Didier Gadéa (Modef) : « Ils dérégulent, ils spéculent et nous, on paye ! » ( IO.fr-25/01/34)

L’accès à la ville d’Albi (Tarn) bloqué par les agriculteurs, le 23 janvier (Photo AFP).

La parole à Didier Gadéa, secrétaire général du Modef national (Mouvement de défense des exploitants familiaux).

Un entretien d’Informations Ouvrières avec Didier Gadéa, Secrétaire général du MODEF.

Qu’en est-il en est de l’état de la mobilisation des agriculteurs en France ?

Didier Gadéa : En juillet 2015, il y avait eu une révolte qui était partie de la base des éleveurs. La FNSEA avait « arraché » non pas des prix libres mais des emprunts à hauteur de 3 milliards. Donc les agriculteurs ont emprunté et se sont encore plus endettés.

Là c’est encore une autre situation car c’est la FNSEA et les Jeunes agriculteurs (JA) qui ont lancé la mobilisation. Ils ont dit « ça suffit maintenant, le gazole non routier (GNR) pas question » parce que la taxe les ampute jusqu’à 10 000 euros par exploitation.
À mon avis, c’est une manœuvre qu’a lancée la FNSEA pour les élections professionnelles mais le problème c’est que quand tu sors le dentifrice du tube, c’est compliqué de le faire rentrer.

Ils sont en train de se faire taper sur les doigts par les agriculteurs car ces derniers ont appris que c’est la FNSEA qui a négocié le GNR avec le ministre Bruno Le Maire, le même qui avait supprimé les quotas laitiers en 2015…

Le prix de la viande bovine s’effondre ; il y a des nouveaux traités qui viennent d’être signés notamment avec la Nouvelle-Zélande pour importer de la viande ovine, du miel, du lait, ce qui va encore aggraver la pression des prix vers le bas ; il y a des retards de paiement de la part de l’État notamment pour les aides environnementales donc on est obligés d’aller emprunter à 6,5 %. C’est une situation catastrophique, mais elle n’est pas nouvelle.

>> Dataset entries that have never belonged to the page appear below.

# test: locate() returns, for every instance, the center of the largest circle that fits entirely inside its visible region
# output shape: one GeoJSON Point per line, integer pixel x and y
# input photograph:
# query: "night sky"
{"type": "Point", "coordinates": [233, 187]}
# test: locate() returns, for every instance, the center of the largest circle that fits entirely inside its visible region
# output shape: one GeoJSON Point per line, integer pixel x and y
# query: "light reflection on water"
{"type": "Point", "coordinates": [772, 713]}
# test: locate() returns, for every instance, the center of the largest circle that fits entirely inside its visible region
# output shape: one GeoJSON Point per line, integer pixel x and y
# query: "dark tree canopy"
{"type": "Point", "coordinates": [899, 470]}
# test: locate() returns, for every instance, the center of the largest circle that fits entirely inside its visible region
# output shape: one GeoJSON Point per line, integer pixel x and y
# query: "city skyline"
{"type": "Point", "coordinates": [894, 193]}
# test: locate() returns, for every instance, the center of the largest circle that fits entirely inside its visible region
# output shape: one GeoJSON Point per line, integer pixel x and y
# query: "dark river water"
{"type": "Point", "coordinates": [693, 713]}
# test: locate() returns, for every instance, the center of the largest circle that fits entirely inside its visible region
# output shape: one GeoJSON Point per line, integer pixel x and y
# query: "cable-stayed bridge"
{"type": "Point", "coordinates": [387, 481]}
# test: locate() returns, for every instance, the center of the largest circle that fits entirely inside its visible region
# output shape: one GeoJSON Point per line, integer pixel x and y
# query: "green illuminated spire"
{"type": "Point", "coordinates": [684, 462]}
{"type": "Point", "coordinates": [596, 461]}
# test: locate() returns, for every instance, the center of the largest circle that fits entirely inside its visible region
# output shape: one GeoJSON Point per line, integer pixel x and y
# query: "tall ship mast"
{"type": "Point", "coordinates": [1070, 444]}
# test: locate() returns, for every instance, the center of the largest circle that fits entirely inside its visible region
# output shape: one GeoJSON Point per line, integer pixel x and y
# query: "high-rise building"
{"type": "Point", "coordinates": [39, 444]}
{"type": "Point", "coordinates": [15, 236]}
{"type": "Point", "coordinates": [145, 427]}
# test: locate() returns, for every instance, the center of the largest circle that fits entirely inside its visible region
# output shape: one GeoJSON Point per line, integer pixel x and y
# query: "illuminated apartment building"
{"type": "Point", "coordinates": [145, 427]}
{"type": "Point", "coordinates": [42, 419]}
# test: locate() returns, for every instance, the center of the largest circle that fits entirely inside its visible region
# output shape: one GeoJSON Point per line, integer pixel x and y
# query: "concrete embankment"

Mais aujourd’hui, vu que tout est en train de s’effondrer – nous aussi on va faire nos courses, le plein de la voiture, on paye l’électricité – tout ça se surajoute. Ce dont la FNSEA a peur aujourd’hui, c’est qu’il y ait une convergence.

Si jamais les artisans, les commerçants, les travaux publics, les routiers, déboulent sur nos ronds-points, ils savent que là c’est danger ! Ils ont été reçus par le Premier ministre hier soir, il n’en est pas sorti grand-chose.

Quelles sont les revendications ?

D. G. : Depuis des années, dans les organisations professionnelles qui sont dirigées par la FNSEA, ils ont évacué des discussions dans les assemblées générales et dans les réunions la question du prix. On va te parler de primes, de qualité, de bureaucratie, qu’il y a trop de papiers à remplir – ce qui est vrai par ailleurs – mais le prix a été évacué car c’est le nerf de la guerre.

Nous, on a une revendication modeste qui est « prix plancher fixé et garanti par l’État ». Ça va à l’encontre de tout ce qui est proposé y compris à EGAlim (loi de 2021) qui ne marche pas parce que c’est cadré dans la concurrence libre et non faussée.

Mais il ne suffit pas de dire « les prix ».

C’est là que ça vient se heurter à la concurrence libre et non faussée puisque nous, justement, avec les prix garantis par l’État, c’est le contraire qu’on veut : on veut que l’État intervienne. On veut aussi les quotients multiplicateurs pour les marges.

Par exemple, mon litre de merlot, on me le paye 60 centimes la bouteille de 75 cl et je le retrouve à Leclerc, à seulement 6 km de chez moi, à 9 euros. Pareil pour tout, la viande, le pain… etc.

C’est la même problématique politique que l’énergie.

En appliquant leur politique de dérégulation et en permettant la spéculation, les intermédiaires se gavent. Les intermédiaires de l’agroalimentaire se gavent, tout comme les intermédiaires du pétrole ou de l’électricité. C’est la même politique : ils dérégulent, ils spéculent et nous, on paye !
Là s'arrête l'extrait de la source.